Writing in the Journal of Epidemiology & Community Health, lead researcher Professor Amanda Daley said better labelling could be an important weapon in the fight against obesity.

She said: "Physical activity calorie equivalent (Pace) labelling is a simple strategy that could be easily included on food or beverage packaging by manufacturers, on shelving price labels in supermarkets, and in menus in restaurants or fast-food outlets.

"It shows some promise in reducing the number of calories selected from menus, as well as the number of calories and the amount of food (grams) consumed.

"Public health agencies may want to consider the possibility of including policies to promote it as a strategy that contributes to the prevention and treatment of obesity and related diseases."

Tackling obesity

Previous studies have found diners are more likely to choose a healthier restaurant option if it says how many miles they have to walk to burn off their meal.

Experts at the University of North Carolina found volunteers chose low-at dishes when the menu detailed the distance you would have to go to burn fat.

The researchers do warn that the number of studies they included in their research was small, and the design of each varied considerably.

The amount of exercise needed to burn off 10 calorie-dense foods

Below are ten calorie-dense food and drinks and their activity equivalence.

Walking would be at a medium pace of 3-5mph and running would be at a slow pace of 5mph.

  1. Sugary soft drink (330ml can) containing 138 calories - 26 minutes of walking and 13 minutes of running.
  2. Standard chocolate bar containing 229 calories - 42 minutes of walking and 22 minutes of running.
  3. Chicken and bacon sandwich containing 445 calories - 1hr 22 minutes of walking and 42 minutes of running.
  4. 1/4 of a large pizza containing 449 calories - 1hr 23 minutes of walking and 43 minutes of running.
  5. Medium mocha coffee containing 290 calories - 53 minutes of walking and 28 minutes of running.
  6. Packet of crisps containing 171 calories - 31 minutes of walking and 16 minutes of running.
  7. Dry roasted peanuts (50g) containing 296 calories - 54 minutes of walking and 28 minutes of running.
  8. Iced cinnamon roll containing 420 calories - 1hr 17 minutes of walking and 40 minutes of running.
  9. One bowl of cereal containing 172 calories - 31 minutes of walking and 16 minutes of running.
  10. Blueberry muffin containing 265 calories - 48 minutes of walking and 25 minutes of running.

And most weren't carried out in real life settings, such as restaurants and supermarkets.

Duncan Stephenson, Deputy Chief Executive, Royal Society for Public Health, said small changes to labelling can help make a big difference to a person's weight.

He said: "This new research builds the case for introducing activity equivalent food labelling.

"Our own research showed that using this type of labelling did make people think twice about the calories they were consuming, and when compared with other forms of labelling, people were over three times more likely to indicate that they would undertake physical activity.

"This type of labelling really does put an individual’s calorie consumption in the context of energy expenditure, and knowing how out of kilter we sometimes are, this partly explains the record levels of obesity we face."

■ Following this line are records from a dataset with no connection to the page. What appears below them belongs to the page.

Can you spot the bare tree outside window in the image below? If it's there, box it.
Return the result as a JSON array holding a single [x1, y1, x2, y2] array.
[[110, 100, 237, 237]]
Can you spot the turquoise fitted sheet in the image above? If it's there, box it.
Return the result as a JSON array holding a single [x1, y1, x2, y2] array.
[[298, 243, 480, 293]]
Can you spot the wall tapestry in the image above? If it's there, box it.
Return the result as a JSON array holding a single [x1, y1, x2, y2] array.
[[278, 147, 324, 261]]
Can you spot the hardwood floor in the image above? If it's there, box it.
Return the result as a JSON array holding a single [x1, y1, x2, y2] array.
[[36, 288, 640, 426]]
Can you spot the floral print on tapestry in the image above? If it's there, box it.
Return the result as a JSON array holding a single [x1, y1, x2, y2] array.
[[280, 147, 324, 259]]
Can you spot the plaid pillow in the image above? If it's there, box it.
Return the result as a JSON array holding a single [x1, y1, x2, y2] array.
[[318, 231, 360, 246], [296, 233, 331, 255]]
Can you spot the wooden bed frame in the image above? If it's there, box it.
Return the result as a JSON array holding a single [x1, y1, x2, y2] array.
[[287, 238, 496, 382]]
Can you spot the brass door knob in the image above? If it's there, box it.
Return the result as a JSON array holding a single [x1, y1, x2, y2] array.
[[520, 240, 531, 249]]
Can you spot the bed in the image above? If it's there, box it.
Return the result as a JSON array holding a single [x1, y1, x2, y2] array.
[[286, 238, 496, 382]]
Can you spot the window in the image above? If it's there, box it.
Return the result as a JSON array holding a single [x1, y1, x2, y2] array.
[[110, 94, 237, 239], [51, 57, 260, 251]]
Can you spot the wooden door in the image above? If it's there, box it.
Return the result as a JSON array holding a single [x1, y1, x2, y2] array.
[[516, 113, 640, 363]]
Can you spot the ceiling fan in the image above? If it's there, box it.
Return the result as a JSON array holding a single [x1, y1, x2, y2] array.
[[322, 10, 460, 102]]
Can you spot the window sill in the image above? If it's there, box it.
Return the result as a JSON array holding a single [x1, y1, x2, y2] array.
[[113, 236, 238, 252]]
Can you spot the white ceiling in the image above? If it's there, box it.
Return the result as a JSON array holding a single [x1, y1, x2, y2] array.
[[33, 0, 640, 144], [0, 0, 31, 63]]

But Kate Halliwell, head of UK diet and health policy at the Food and Drink Federation, had some reservations.

She told The Sun: "Our companies have provided clear nutrition labelling on pack for decades.

"We would have some concerns that the information given would have to be an average, and the actual figure would vary greatly dependant on age, weight, gender and how fast a person is moving.

"Providing a calorie figure for the food will be much more accurate.

"And of course not all food has to be burned off, we use about 2,000 to 2,500 calories a day through our normal life.

"Careful research would be needed to see the impact of this information both in terms of food intake and exercise."